GERMAIN MOREL MAÎTRE DE FORGES

Conférence du 7 avril 2015 par Gérard Mathern


L'usine Morel - ou ce qu'il en reste, en 1920 avant sa démolition.


Troisième enfant de la fratrie Morel, Jean Pierre Germain est né le 26 novembre 1902 à Saint-Chamond, fils d’Antoine Morel, négociant. Il a onze ans en 1831 et il semble que ce soit à cet âge qu’il entre dans l’usine de son père comme, on l’imagine, apprenti forgeur. Le jeune homme avait quelques qualités de pugnacité et de ressources intellectuelles car il prépara seul, vers 18 ans, le concours d’entrée à l’Ecole de Mines de Saint-Etienne. On peut, ici, penser que les conditions familiales avaient pu aider le jeune garçon car nous savons, à la lecture des possessions futures des Morel, que son frère Louis était « ingénieur civil », et qu’il avait pu, fort de ses neuf années d’aînesse, aider son cadet à franchir les étapes de l’enseignement des matières de base. Il fut admis au titre d’élève titulaire le 3 octobre de cette même année. Mais on a la surprise de découvrir, sur  le registre des résultats du concours final, qu’il n’apparaît pas classé mais seulement dans la catégorie des « non brevetés ». Lors d’une écriture de 1854, il sera noté « directeur de forge à St Chamond » et jamais on ne retrouvera trace d’une quelconque qualification « d’ingénieur des mines » accrochée à son nom.
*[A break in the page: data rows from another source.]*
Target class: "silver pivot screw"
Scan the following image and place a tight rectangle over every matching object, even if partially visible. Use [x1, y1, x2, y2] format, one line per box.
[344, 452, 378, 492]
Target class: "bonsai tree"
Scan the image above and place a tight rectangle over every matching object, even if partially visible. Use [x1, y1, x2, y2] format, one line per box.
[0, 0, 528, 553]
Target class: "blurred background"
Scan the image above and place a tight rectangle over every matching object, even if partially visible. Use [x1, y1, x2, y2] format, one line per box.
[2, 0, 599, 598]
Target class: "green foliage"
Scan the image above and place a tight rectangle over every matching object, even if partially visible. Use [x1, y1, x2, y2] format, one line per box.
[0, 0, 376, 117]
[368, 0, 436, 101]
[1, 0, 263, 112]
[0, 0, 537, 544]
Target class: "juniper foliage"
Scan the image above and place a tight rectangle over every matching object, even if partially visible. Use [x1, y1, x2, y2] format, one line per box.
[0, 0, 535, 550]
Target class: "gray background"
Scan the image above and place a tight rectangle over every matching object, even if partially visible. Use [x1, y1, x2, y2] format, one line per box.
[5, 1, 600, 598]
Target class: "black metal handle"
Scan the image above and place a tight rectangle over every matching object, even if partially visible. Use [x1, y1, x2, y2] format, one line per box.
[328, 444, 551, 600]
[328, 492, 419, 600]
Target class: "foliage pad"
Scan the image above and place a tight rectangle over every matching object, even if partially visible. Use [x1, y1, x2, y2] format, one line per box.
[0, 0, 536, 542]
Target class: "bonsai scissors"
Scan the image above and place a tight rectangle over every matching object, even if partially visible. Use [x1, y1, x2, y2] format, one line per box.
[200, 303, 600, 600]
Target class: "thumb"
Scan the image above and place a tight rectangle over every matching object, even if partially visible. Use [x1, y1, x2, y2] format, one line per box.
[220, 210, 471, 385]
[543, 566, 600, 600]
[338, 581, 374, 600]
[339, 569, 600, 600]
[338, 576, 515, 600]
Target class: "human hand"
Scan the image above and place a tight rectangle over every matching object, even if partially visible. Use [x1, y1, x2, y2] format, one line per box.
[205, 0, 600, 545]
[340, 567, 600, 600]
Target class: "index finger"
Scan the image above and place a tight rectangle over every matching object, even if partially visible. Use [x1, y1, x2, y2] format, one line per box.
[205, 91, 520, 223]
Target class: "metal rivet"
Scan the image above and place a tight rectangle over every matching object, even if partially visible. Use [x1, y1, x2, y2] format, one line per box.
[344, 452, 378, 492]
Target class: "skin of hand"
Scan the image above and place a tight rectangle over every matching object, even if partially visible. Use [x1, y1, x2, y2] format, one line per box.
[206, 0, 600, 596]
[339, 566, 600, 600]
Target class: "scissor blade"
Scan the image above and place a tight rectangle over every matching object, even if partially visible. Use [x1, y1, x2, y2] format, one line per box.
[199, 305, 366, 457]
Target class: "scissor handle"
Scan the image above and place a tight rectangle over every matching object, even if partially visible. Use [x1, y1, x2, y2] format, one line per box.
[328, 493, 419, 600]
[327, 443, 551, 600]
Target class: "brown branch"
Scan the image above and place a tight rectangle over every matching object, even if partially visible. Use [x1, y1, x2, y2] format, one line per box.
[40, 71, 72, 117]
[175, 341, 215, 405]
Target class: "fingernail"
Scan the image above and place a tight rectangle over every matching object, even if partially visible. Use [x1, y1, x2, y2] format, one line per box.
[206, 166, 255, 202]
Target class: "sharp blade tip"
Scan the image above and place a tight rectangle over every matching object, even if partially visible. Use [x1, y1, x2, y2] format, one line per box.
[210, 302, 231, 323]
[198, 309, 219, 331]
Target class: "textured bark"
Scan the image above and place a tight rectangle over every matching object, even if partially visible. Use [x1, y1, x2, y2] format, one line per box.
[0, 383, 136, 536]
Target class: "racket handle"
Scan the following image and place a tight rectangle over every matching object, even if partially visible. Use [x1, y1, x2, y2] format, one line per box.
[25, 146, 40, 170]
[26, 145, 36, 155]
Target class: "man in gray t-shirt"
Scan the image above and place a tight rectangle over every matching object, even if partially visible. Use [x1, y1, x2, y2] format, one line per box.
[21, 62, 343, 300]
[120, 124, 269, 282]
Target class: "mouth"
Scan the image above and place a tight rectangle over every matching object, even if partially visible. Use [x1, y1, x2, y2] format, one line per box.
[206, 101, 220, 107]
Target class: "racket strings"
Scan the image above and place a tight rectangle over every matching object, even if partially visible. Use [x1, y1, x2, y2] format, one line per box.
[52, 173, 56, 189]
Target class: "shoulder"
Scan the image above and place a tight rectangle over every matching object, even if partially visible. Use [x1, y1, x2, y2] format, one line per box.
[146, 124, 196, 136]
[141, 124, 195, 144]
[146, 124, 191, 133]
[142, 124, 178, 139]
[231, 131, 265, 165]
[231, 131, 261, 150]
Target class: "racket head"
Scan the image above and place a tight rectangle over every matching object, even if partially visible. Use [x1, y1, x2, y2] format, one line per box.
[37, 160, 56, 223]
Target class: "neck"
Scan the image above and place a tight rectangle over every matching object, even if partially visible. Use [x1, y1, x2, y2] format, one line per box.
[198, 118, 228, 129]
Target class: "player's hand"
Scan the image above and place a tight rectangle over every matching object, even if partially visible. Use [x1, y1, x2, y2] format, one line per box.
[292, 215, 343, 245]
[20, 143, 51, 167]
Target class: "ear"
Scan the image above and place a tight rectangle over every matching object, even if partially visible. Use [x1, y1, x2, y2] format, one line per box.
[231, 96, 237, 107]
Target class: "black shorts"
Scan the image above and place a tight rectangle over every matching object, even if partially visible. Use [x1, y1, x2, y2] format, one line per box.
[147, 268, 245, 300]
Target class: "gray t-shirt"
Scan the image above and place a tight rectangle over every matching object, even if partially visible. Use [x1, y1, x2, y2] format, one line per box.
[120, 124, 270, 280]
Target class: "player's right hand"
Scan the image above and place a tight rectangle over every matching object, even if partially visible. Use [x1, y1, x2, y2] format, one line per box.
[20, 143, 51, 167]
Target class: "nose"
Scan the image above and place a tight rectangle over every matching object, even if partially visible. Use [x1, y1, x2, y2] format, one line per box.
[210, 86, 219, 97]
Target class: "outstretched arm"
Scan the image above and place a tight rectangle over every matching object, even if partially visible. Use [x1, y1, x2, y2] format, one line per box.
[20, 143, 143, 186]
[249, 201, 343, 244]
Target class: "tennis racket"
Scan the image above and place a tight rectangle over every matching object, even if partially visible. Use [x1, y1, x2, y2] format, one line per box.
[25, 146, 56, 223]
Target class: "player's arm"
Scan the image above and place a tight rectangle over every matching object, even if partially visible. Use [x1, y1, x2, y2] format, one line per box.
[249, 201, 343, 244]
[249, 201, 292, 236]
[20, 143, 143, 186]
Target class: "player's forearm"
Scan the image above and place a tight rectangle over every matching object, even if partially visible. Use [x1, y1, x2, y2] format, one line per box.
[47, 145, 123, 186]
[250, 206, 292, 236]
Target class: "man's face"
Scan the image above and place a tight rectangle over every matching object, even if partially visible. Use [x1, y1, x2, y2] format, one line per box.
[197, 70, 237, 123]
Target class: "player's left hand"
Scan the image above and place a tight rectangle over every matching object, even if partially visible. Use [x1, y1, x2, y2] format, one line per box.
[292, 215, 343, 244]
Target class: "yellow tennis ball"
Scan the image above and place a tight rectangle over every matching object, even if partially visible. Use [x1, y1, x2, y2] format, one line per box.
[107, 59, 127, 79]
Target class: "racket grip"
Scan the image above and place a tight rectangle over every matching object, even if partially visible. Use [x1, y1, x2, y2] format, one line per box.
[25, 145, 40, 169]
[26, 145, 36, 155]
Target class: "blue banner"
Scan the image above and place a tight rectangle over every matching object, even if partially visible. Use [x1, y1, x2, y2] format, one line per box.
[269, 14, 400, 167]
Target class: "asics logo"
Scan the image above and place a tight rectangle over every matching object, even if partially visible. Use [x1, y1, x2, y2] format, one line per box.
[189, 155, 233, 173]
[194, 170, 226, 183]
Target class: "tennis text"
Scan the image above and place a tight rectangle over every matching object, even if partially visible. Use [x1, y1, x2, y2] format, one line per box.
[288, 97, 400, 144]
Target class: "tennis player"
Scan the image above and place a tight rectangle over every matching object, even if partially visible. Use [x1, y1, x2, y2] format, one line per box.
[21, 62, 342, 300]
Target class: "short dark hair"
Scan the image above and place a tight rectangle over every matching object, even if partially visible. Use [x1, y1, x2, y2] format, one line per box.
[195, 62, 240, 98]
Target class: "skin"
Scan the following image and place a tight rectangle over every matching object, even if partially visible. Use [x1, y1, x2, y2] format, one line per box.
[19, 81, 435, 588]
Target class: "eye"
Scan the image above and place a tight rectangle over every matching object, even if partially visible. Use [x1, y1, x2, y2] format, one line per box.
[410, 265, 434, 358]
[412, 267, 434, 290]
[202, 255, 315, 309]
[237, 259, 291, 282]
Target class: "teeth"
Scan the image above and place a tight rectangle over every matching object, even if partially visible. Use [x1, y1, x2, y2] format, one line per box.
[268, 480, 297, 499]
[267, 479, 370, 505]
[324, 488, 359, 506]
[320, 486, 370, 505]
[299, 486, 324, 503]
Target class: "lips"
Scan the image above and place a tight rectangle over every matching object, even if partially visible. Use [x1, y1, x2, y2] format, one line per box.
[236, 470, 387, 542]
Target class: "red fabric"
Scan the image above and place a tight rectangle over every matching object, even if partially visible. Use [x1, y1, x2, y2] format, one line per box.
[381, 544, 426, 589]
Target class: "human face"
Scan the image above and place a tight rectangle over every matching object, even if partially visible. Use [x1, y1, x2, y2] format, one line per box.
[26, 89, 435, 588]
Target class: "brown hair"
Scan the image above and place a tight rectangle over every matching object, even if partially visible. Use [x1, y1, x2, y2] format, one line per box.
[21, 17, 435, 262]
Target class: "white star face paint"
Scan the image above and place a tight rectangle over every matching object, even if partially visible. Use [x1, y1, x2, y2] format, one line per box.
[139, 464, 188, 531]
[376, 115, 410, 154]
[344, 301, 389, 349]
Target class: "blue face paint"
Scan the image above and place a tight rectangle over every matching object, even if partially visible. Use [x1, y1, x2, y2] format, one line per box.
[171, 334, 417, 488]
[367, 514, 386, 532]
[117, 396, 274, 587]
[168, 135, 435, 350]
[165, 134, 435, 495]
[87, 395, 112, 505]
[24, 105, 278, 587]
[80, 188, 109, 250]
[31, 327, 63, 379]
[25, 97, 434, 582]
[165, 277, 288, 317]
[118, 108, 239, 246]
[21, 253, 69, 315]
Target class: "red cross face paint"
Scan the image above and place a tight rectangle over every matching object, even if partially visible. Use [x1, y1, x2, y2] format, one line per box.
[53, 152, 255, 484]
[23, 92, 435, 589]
Il revient donc au sein de l’entreprise familiale non diplômé, mais fort de l’enseignement suivi. Il prend naturellement quelques responsabilités. Il semble qu’il ne soit pas directement associé à la direction de l’affaire familiale. Il ne le sera que plus tard lors d’une vente de parts en 1845. Pendant ce temps, la forge se développe. Antoine Morel se rend rapidement compte que la demande en fers de bonne qualité est très forte et que l’usine doit, pour accroître sa production, se développer. Il faut donc investir. Hélas, le patrimoine familial ne permet pas d’assurer de telles dépenses. Il faut donc trouver des partenaires. Ce sera chose faite dès 1844, en 1845 et enfin en 1847 avec les Maîtres de Forges ripagériens Hippolyte Petin et Jean-Marie Gaudet.
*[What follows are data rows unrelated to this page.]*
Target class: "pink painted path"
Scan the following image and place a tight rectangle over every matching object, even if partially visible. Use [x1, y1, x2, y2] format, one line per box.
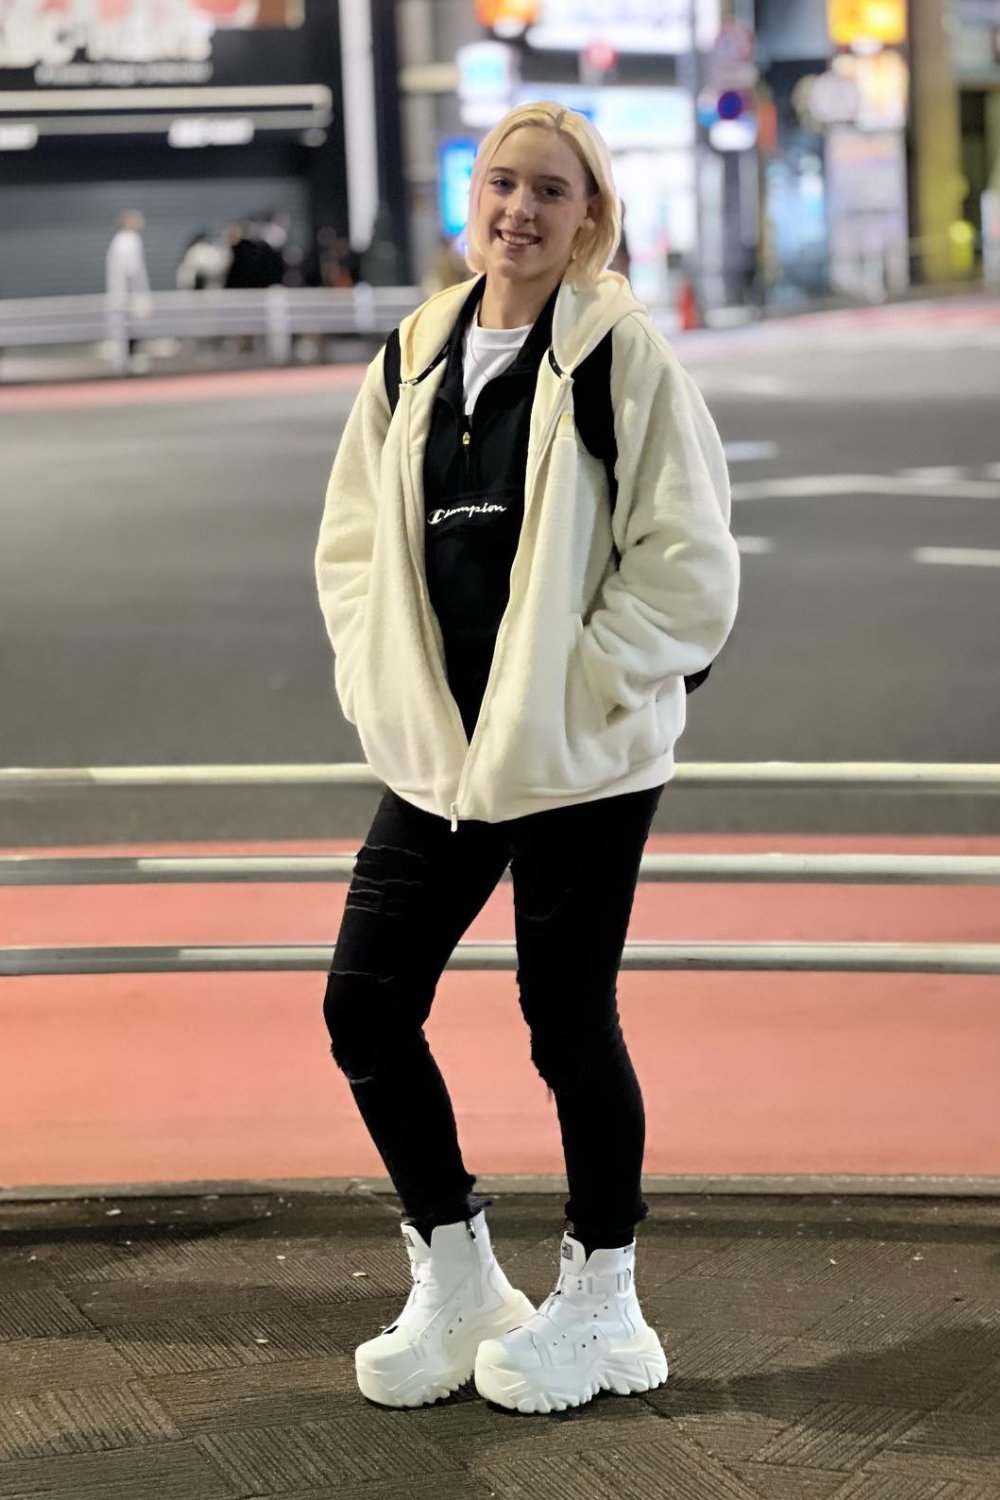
[2, 834, 998, 1188]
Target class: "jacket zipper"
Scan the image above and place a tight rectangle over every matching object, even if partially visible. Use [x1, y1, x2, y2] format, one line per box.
[449, 372, 571, 833]
[398, 380, 471, 793]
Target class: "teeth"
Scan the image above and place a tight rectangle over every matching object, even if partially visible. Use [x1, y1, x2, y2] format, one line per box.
[499, 232, 538, 245]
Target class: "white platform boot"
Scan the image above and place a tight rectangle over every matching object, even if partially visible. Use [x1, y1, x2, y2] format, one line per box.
[355, 1209, 535, 1407]
[474, 1232, 668, 1414]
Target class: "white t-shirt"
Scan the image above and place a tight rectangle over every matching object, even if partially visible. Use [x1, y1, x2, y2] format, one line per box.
[462, 316, 531, 415]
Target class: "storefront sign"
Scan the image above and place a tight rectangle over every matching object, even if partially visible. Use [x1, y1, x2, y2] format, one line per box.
[512, 83, 693, 150]
[0, 0, 301, 83]
[456, 40, 518, 127]
[524, 0, 693, 55]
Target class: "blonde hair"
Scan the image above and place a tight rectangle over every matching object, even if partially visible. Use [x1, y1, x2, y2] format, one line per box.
[464, 101, 621, 288]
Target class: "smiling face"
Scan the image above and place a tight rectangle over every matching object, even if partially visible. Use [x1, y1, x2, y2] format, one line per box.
[474, 125, 598, 305]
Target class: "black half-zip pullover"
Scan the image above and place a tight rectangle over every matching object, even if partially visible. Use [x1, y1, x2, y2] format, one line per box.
[422, 276, 558, 740]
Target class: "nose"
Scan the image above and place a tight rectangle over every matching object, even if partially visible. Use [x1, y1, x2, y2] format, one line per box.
[508, 185, 536, 222]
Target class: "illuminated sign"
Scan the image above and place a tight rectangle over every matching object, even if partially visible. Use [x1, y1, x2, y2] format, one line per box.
[0, 0, 301, 72]
[168, 114, 255, 146]
[475, 0, 539, 34]
[512, 84, 692, 149]
[0, 120, 38, 147]
[525, 0, 693, 55]
[439, 136, 477, 237]
[827, 0, 907, 48]
[456, 40, 518, 127]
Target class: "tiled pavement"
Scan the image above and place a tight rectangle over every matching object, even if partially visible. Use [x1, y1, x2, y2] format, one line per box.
[0, 1189, 998, 1499]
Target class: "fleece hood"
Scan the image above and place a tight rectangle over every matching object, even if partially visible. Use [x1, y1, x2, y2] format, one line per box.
[398, 269, 644, 382]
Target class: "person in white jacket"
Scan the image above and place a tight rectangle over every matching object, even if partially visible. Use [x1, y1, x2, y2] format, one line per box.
[315, 101, 740, 1415]
[105, 210, 151, 366]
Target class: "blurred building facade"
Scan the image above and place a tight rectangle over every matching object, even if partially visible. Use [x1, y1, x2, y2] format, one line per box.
[398, 0, 992, 311]
[0, 0, 403, 298]
[0, 0, 995, 304]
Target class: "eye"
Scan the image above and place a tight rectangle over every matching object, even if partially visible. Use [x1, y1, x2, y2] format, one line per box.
[544, 186, 563, 198]
[490, 176, 512, 190]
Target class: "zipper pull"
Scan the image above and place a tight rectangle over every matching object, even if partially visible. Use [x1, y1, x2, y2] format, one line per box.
[467, 1218, 476, 1240]
[461, 430, 471, 447]
[450, 803, 459, 833]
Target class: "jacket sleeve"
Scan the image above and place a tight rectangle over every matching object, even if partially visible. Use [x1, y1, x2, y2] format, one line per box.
[576, 317, 740, 714]
[314, 346, 391, 724]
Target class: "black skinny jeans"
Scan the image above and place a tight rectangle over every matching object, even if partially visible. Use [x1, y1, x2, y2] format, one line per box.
[322, 781, 663, 1249]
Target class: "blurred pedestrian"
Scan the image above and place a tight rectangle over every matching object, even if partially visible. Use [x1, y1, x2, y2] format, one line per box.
[421, 233, 470, 296]
[175, 229, 230, 290]
[105, 209, 150, 367]
[256, 208, 291, 285]
[315, 101, 739, 1414]
[222, 222, 255, 290]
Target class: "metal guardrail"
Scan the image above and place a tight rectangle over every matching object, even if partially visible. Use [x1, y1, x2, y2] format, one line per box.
[3, 943, 998, 979]
[3, 761, 999, 790]
[0, 286, 424, 372]
[2, 762, 999, 978]
[2, 852, 1000, 887]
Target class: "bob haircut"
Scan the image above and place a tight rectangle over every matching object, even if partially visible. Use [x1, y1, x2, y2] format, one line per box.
[464, 101, 621, 288]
Germain Morel avait eu l’intuition de l’invention des bandages de roues de chemins de fer sans soudure, révolutionnaires pour l’époque. L’entreprise Morel et Compagnie engrange les succès, et devient ensuite la Compagnie Petin, Gaudet,  et Morel et fils en 1851.

Mais dés 1852, la discorde s’installe entre les associés et aboutit à une séparation actée le 22 mars 1852. De nombreuses difficultés étaient survenues, et en particulier un brevet concernant les bandages de roues déposé aux seuls noms de Petin et Gaudet qui aurait pu être à l’origine de dissensions importantes.
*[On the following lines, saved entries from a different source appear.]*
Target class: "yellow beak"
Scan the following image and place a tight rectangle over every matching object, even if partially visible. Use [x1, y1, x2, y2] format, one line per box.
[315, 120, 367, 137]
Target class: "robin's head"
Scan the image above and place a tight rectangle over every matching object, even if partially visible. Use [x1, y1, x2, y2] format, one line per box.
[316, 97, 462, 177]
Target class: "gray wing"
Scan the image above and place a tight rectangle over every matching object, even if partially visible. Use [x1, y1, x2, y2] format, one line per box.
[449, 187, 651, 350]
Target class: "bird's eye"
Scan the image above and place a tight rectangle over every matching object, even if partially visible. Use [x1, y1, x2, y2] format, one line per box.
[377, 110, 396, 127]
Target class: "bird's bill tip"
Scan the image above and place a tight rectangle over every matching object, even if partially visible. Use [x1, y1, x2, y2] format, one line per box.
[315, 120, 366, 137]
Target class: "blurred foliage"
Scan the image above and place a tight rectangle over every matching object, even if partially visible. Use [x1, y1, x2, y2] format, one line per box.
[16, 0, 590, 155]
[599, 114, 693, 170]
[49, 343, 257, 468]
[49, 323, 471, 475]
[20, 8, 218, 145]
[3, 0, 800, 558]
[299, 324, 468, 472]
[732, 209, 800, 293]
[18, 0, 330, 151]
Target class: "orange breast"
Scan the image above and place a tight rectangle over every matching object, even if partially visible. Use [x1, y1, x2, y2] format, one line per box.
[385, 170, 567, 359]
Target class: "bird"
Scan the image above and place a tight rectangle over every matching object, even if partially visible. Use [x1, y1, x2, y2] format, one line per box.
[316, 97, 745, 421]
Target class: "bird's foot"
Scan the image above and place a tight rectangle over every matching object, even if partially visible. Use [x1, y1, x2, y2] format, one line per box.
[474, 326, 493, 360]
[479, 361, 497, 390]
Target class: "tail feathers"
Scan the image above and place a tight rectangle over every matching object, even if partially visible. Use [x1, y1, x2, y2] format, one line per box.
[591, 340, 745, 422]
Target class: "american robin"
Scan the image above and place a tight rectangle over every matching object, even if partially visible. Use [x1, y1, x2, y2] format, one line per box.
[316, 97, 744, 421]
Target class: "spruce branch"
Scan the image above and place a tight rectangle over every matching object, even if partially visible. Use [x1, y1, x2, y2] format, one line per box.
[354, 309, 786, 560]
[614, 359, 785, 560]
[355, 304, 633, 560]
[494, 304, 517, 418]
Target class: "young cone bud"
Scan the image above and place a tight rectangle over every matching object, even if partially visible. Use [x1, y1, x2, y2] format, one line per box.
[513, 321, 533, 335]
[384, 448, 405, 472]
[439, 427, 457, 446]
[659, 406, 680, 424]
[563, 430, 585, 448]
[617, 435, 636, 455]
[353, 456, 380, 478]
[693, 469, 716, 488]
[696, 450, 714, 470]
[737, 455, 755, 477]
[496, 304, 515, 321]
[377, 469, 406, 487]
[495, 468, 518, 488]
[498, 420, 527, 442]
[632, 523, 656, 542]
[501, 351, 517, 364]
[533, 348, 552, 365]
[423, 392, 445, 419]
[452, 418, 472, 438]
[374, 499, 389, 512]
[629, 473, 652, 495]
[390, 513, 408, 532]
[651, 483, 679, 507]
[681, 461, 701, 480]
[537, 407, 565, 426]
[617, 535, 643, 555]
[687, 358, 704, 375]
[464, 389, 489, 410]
La séparation est douloureuse et une nouvelle usine est projetée au Chatelard, non loin des premiers ateliers, par Antoine et Germain Morel. Pendant la construction, les usines Petin et Gaudet poursuivent l’exploitation et captent les clients. A l’ouverture du nouvel établissement, le marché n’existe plus et l’affaire doit être vendue. Germain acquiesce à condition que cela ne soit pas à Petin et Gaudet. Une vente  est donc passée avec deux négociants stéphanois le 16 juillet 1853. Le lendemain, les deux acheteurs déclarent avoir agi en qualité de prête-noms pour messieurs Petin et Gaudet.

Germain Morel sombre dans une véritable dépression. Il quitte, comme le voulaient les dispositions de l’acte de vente, les ateliers le 1er septembre 1853 et on le retrouve au matin du 2 septembre, mort sur le pavé de sa rue, au bas de son appartement au pré-château.

 

Le Conseil Municipal de St Chamond, lors de sa séance du 30 janvier 1871 décida de donner son nom à une place de la ville, et en 1889, son nom également au prolongement de la rue Notre-Dame, reconnaissant ainsi la valeur et l’importance de  ce personnage dans la fondation de l’industrie lourde dans la cité.